You are viewing a plain text version of this content. The canonical link for it is here.
Posted to dev@arrow.apache.org by Andy Grove <an...@gmail.com> on 2018/04/15 17:35:04 UTC

Arrow file formats

I've started down the path of building a very simple file format for
transferring Arrow data between nodes in my project.

Somebody on Reddit quite reasonably pointed out that I should look at
Feather (which I didn't actually know about until now) and also mentioned
that has been deprecated now in favor of some new format in the Arrow
project itself?

I'm also aware that the IPC mechanism might potentially be suitable but I
haven't had time to read the specs yet. I'm waiting on Google Flatbuffers
for Rust though before starting to contribute IPC support and I need
something usable in the meantime (and I'm happy to donate whatever I build
if it is useful).

I'd appreciate hearing opinions on where Arrow is going in terms of
defining file formats.

Thanks,

Andy.

Re: Arrow file formats

Posted by Andy Grove <an...@gmail.com>.
Hi Wes,

The IPC format looks ideal. Once again my enthusiasm is getting the better
of me. I will start looking into options for implementing this in Rust.

Thanks,

Andy.

On Sun, Apr 15, 2018 at 12:36 PM, Wes McKinney <we...@gmail.com> wrote:

> hi Andy,
>
> Is there a reason to not use the file format defined in
> https://github.com/apache/arrow/blob/master/format/IPC.md#file-format?
> We already have 3 implementations of this format in Java, C++, and
> JavaScript. Is there a way you could wrap the C or C++ Flatbuffers
> headers for use in Rust until the Rust generator is ready for
> primetime? Otherwise there's a lot of wheels to reinvent.
>
> > Somebody on Reddit quite reasonably pointed out that I should look at
> > Feather (which I didn't actually know about until now) and also mentioned
> > that has been deprecated now in favor of some new format in the Arrow
> > project itself?
>
> FYI, I've found there's quite a bit of disinformation (or
> half-information) surrounding this project on the internet. People
> routinely say things to me at conferences and elsewhere that have
> resulted from misconceptions that have been propagated via word of
> mouth or Twitter. For example, I wrote
> http://wesmckinney.com/blog/feather-arrow-future/ in an effort to
> clear up confusion about where the Feather format is going.
>
> - Wes
>
> On Sun, Apr 15, 2018 at 1:35 PM, Andy Grove <an...@gmail.com> wrote:
> > I've started down the path of building a very simple file format for
> > transferring Arrow data between nodes in my project.
> >
> >
> > I'm also aware that the IPC mechanism might potentially be suitable but I
> > haven't had time to read the specs yet. I'm waiting on Google Flatbuffers
> > for Rust though before starting to contribute IPC support and I need
> > something usable in the meantime (and I'm happy to donate whatever I
> build
> > if it is useful).
> >
> > I'd appreciate hearing opinions on where Arrow is going in terms of
> > defining file formats.
> >
> > Thanks,
> >
> > Andy.
>

Re: Arrow file formats

Posted by Wes McKinney <we...@gmail.com>.
hi Andy,

Is there a reason to not use the file format defined in
https://github.com/apache/arrow/blob/master/format/IPC.md#file-format?
We already have 3 implementations of this format in Java, C++, and
JavaScript. Is there a way you could wrap the C or C++ Flatbuffers
headers for use in Rust until the Rust generator is ready for
primetime? Otherwise there's a lot of wheels to reinvent.

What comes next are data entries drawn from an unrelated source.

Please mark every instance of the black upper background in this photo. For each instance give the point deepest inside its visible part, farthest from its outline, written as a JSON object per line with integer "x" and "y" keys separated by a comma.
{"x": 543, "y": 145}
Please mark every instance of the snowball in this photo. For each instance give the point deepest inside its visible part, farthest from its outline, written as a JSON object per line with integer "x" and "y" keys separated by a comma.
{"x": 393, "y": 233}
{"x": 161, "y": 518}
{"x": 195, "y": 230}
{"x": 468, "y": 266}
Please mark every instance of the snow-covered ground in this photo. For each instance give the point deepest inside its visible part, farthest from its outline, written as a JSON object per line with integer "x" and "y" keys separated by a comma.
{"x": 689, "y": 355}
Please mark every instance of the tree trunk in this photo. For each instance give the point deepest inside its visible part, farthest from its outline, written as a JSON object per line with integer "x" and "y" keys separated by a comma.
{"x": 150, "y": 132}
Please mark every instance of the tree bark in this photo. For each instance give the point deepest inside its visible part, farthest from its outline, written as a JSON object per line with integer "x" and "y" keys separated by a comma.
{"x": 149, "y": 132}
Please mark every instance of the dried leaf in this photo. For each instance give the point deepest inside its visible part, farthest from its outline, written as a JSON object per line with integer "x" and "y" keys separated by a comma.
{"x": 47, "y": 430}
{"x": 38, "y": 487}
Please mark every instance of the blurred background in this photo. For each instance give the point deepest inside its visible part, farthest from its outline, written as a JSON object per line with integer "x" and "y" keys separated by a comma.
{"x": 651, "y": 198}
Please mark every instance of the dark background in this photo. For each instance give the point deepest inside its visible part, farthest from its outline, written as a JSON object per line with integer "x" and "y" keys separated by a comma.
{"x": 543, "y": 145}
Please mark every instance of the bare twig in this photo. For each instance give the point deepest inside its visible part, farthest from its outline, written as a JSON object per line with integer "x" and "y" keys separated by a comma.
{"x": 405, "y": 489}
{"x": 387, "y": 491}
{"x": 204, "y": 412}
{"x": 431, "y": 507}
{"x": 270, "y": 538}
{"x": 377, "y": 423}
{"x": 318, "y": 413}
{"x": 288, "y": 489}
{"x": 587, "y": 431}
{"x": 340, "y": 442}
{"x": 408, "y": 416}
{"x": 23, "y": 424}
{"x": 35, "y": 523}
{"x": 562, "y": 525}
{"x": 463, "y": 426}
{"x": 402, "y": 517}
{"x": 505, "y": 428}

> Somebody on Reddit quite reasonably pointed out that I should look at
> Feather (which I didn't actually know about until now) and also mentioned
> that has been deprecated now in favor of some new format in the Arrow
> project itself?

FYI, I've found there's quite a bit of disinformation (or
half-information) surrounding this project on the internet. People
routinely say things to me at conferences and elsewhere that have
resulted from misconceptions that have been propagated via word of
mouth or Twitter. For example, I wrote
http://wesmckinney.com/blog/feather-arrow-future/ in an effort to
clear up confusion about where the Feather format is going.

- Wes

On Sun, Apr 15, 2018 at 1:35 PM, Andy Grove <an...@gmail.com> wrote:
> I've started down the path of building a very simple file format for
> transferring Arrow data between nodes in my project.
>
>
> I'm also aware that the IPC mechanism might potentially be suitable but I
> haven't had time to read the specs yet. I'm waiting on Google Flatbuffers
> for Rust though before starting to contribute IPC support and I need
> something usable in the meantime (and I'm happy to donate whatever I build
> if it is useful).
>
> I'd appreciate hearing opinions on where Arrow is going in terms of
> defining file formats.
>
> Thanks,
>
> Andy.